My goal: is to write a loop that creates a unique data.frame for a multivariate time series that is split by a factor called hour. The data is daily and has values for demand and ad spend at each hour of the day. Each data.frame has1 date column, one demand column and 8 adspend columns representing the adspend for the current hour and the 7 previous hours. For example two loop cycles for I=3 and I=9 would produce: For 9am hour Data.Frame: the columns will be Date Demand9AM, AdSpend9AM...AdSpend2AM For 3am hour Data.Frame: the columns will be Date Demand3AM, AdSpend3AM...AdSpend9PM (yesterday) The trick is that earlier hours will have to pull some adspend from the previous days hours. A couple of solid coders on this site suggested I read about the "zoo" package. I did! So I have been able to take this problem to a solid place. Here is code for pseudo data that outputs a sequence of data.frames similar to what I need. Because I am a novice, I am not sure this is the most efficient way to create this loop. So my questions are:
Is there a simpler way to create this loop?
Is there a way to assign names to the variables within the loop?

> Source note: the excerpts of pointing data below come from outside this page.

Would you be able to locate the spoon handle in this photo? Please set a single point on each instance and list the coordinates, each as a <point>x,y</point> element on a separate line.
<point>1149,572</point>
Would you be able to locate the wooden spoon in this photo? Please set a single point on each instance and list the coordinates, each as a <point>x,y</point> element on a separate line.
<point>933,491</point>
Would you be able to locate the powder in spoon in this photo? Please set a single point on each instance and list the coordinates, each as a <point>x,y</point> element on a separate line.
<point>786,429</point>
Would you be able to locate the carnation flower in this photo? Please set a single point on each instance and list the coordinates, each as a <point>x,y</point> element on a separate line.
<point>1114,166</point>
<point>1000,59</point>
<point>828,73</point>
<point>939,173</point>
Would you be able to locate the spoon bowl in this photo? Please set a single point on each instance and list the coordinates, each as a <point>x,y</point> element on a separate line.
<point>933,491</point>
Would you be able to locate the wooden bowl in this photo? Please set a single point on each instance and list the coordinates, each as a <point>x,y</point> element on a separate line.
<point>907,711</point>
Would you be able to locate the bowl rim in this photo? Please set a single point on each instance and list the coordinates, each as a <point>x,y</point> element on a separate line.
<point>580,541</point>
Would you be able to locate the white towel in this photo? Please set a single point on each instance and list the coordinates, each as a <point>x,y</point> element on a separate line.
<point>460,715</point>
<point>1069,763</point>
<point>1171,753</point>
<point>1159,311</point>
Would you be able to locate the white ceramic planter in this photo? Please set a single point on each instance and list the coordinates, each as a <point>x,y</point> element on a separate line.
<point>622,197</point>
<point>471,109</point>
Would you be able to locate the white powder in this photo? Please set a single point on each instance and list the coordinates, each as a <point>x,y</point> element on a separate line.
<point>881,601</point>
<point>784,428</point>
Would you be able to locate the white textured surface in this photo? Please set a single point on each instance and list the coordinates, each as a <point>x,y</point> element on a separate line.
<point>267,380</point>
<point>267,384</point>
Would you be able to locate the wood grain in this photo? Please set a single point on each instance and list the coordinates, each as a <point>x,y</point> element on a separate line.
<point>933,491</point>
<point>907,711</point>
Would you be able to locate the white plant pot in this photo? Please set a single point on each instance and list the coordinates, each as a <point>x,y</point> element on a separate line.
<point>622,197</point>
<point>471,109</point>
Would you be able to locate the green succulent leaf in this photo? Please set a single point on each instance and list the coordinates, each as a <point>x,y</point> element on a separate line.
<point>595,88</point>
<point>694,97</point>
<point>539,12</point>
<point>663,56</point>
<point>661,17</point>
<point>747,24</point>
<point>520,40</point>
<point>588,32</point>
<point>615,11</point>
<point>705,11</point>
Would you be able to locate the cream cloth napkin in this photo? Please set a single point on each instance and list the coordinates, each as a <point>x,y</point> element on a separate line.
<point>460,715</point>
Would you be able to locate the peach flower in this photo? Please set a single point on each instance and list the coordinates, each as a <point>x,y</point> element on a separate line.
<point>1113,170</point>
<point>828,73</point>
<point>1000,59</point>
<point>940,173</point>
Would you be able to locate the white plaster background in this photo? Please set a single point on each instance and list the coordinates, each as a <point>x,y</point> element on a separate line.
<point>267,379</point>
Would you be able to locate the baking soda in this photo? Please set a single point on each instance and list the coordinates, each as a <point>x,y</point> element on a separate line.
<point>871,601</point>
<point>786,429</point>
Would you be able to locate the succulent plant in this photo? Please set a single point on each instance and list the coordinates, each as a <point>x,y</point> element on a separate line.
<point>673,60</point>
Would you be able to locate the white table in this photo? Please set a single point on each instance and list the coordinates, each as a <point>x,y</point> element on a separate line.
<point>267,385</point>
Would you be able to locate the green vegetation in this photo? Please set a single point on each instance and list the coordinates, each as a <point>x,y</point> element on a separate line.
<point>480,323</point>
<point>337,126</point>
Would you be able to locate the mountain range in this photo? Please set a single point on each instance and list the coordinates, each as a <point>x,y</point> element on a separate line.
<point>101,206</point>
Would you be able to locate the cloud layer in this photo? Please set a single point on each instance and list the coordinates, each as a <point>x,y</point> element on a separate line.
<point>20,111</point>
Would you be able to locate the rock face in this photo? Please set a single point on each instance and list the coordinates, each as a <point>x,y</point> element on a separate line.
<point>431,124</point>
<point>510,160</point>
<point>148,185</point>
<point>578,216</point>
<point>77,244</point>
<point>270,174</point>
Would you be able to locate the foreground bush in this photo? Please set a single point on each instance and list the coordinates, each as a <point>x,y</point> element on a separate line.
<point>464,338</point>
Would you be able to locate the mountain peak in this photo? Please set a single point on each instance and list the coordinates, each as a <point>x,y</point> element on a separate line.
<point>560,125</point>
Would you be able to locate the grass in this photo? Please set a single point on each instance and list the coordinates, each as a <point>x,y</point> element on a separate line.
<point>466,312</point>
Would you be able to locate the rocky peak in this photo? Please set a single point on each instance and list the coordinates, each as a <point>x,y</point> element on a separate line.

- Is it possible to create the dataframes in a vectorized way?
The first question is far more important. Thank you
set.seed(1)
library(forecast)
library(lubridate)
library(zoo)
library(reshape)
set.seed(31)
foo <- function(myHour, myDate){
rlnorm(1, meanlog=0,sdlog=1)*(myHour) + (150*myDate)
}
Hour <- 1:24
Day <-1:90
dates <-seq(as.Date("2012-01-01"), as.Date("2012-3-30"), by = "day")
myData <- expand.grid( Day, Hour)
names(myData) <- c("Date","Hour")
myData$Adspend <- apply(myData, 1, function(x) foo(x[2], x[1]))
myData$Date <-dates
myData$Demand <-(rnorm(1,mean = 0, sd=1)+.75*myData$Adspend)
## ok, done with the fake data generation.
myData
ADDate<-myData[,-4]
DemDate<-myData[,-3]
HourAD<-melt(ADDate, id=c("Date","Hour"), measured=c("Adspend"))
HourAD<-cast(HourAD,...~Hour)
ADHR<-zoo(HourAD,HourAD$Date)
HourDemand<-melt(DemDate, id=c("Date","Hour"), measured=c("Demand"))
HourDemand<-cast(HourDemand,...~Hour)
DEMHR<-zoo(HourDemand,HourDemand$Date)
DATASET <-vector("list",length(Hour))
for(i in seq_along(Hour)) { ifelse(i==1, DATASET[[i]]<-merge(DEMHR[,1],ADHR[,1],lag(ADHR[,18:24],-1),DATASET[[i]]<-merge(DEMHR[,i],ADHR[,i],DATASET[[i-1]]))}
DATASET <-vector("list",length(Hour))
for(i in seq_along(Hour)) { ifelse(i==1, DATASET[[i]]<-merge(DEMHR[,1],ADHR[,1],lag(ADHR[,18:24],-1)),DATASET[[i]]<-merge(DEMHR[,i],ADHR[,i],DATASET[[i-1]][,2:7]))}